This post is very personal to me,and something about myself that I never knew.
The Control Freak
I somehow, NEED control , in every situation in my life, in any way that I can. Without realizing it, it has taken all the fun out of everything, I somehow think that if I can anticipate everything and be prepared for it, that I would be able to handle it better, even as I am typing this, I realize how silly that sounds, but still very real.
I feel that I cant go on “unplanned” excursions because my baby is in a routine (and so am I for that matter) and it was not on my to do list, so I cant go. Before Paige was born I was quite spontaneous, loved the unexpected and thrived under pressure. Motherhood has somehow changed all of this, I have turned into someone who cant go out at night because I don’t want to risk a screaming session in a restaurant – for the fear of someone thinking I am not a good mother.
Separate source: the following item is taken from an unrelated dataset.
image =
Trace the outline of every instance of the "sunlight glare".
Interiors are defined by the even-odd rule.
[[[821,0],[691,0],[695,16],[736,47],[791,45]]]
Now, with my psychology background I can tell you that everythingI just wrote raises sooo many red flags.
- Firstly, isolating yourself from social events and friends is so unhealthy, and it sets an example for your children as they grow up. My baby girl is so happy when we are out and about, she takes so much in and just enjoys looking around and staring and smiling at the people.
- Secondly; setting this “paranoid” vibe for my baby just creates so many issues later on in life for her, I basically will be teaching her to be careful, with everything, to not be bold, brave and adventurous – like I used to be.
Learning to “Breathe”
At the end of the day, you simply can not control every situation life throws at you, sometimes you just have to let go a little bit and trust that everything will work out the way it was supposed to.
Babies are much more resilient than we give them credit for; the moment I stopped and started living a little again, she adapted so nicely, no screaming, and even though she struggles a little bit if she is out of routine, she so enjoys doing something different every now and then. ( I still believe in routine don’t get me wrong, and my baby girl is a bit older now).
We need to realize that our babies will cry, they will eventually throw that supermarket tantrum we have been fearing all our lives, they will get sick, people will judge your parenting, your baby will be unhappy sometimes and that does not mean that you failed, it simply means that life does not always go our way, and thats okay. (Yes that rhymed)
The moment we learn to breathe and take things in stride, life automatically becomes easier, we look at life differently and see opportunities we never would have. It just opens up a whole new world, one I am excited to explore !
Just keep at it, changing the way you live life takes time, constant reminding and a whole lot of patience with yourself.